Thirdly, we can make any such attempt to spoof the protocol much harder by binding the Bluetooth advertising or GATT Characteristic Accesses to the MAC addresses being used. The MAC address is a random 48-bit value that changes every 15-minutes or so to prevent individual devices being tracked. There is the same motivation for changing the contact tracing Bluetooth identifiers at a similar rate (and why we think it is extremely unwise for the UK’s NHSX app not to do the same). If the contact tracing protocol includes the MAC address (or a subset or hash of it), the real contact tracing apps could ignore any contacts where the address in the contact tracing protocol doesn’t match the underlying MAC address that it was advertised upon. This adds additional protection, because it is not possible for apps to influence the MAC address that was used. Of course, we would also need to encrypt the MAC address portion in the protocol using the keys that are only made available if the user becomes infected, or else the fake apps could simply exchange that part for their own MAC identity. So we might not be able to tell if a given proximity event was faked until later when we know the keys. But at least we will know and not act upon them.

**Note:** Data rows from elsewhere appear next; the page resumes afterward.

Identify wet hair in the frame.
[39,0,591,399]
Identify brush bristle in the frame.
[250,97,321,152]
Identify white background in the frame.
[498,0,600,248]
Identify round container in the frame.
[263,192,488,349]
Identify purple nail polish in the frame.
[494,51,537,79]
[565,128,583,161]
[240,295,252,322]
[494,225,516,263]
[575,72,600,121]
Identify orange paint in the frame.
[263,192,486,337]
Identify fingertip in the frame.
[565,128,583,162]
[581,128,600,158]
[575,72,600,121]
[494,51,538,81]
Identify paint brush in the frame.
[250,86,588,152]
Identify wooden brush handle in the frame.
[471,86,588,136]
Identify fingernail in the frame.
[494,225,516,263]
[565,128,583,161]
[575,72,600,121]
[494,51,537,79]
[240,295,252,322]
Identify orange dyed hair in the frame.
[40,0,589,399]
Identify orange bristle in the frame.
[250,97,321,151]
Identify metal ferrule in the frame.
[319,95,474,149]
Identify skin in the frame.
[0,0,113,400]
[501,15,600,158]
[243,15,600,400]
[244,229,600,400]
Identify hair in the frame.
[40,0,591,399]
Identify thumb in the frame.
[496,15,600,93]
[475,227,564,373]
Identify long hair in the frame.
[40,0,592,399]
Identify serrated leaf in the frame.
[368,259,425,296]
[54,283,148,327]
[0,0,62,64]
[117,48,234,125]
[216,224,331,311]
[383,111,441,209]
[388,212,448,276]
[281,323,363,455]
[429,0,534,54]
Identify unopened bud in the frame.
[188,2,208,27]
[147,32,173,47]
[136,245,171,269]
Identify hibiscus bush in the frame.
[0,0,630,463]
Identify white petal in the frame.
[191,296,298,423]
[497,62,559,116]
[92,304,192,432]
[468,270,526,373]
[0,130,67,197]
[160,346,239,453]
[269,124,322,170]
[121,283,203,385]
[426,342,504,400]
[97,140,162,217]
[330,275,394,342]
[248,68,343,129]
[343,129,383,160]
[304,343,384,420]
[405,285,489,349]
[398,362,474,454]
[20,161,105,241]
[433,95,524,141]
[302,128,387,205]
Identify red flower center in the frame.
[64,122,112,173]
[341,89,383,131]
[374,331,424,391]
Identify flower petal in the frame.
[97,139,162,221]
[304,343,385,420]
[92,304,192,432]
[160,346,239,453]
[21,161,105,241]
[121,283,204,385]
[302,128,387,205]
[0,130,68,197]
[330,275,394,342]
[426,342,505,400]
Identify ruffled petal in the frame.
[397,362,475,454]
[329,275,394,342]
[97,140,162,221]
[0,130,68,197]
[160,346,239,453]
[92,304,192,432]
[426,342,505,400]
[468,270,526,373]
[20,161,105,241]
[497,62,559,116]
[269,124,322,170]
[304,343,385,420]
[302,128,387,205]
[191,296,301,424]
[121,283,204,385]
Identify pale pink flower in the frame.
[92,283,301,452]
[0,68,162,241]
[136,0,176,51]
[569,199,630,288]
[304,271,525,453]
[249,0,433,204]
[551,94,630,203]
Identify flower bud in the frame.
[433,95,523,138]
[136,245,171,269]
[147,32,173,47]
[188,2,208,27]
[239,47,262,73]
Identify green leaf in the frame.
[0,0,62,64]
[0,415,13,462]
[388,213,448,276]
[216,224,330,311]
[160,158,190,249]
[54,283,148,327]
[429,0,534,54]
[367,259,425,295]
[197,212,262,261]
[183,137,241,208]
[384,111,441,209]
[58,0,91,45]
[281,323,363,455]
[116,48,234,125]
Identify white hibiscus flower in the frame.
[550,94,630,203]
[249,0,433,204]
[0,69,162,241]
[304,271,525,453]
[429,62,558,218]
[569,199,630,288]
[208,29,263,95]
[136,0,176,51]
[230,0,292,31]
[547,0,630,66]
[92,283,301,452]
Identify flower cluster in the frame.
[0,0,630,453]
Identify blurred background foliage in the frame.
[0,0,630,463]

A further complication is that it is also actually quite difficult for an app to even discover its own Bluetooth MAC address. Since Android O the permission LOCAL_MAC_ADDRESS is needed, and iOS has always hidden the actual MAC address, abstracting it through a UUID value instead. So this sort of protection is actually quite challenging to implement for many of the contact tracing apps building their own Bluetooth communication stacks. However, Google/Apple could do this with their Exposure Notification approach. They are implementing with much more direct access to these facilities. Indeed, the Bluetooth Protocol even includes an Associated Encrypted Metadata part which could hold a subset of the MAC address.
If it is possible for other apps to spoof advertising packets that would trick the exposure notification system into accepting them as valid, then there is a risk of a relay attack. Binding the MAC address would be a good countermeasure against any scaled attack using malicious apps. If you can’t make a valid looking Bluetooth packet, then you can’t fake the proximity event.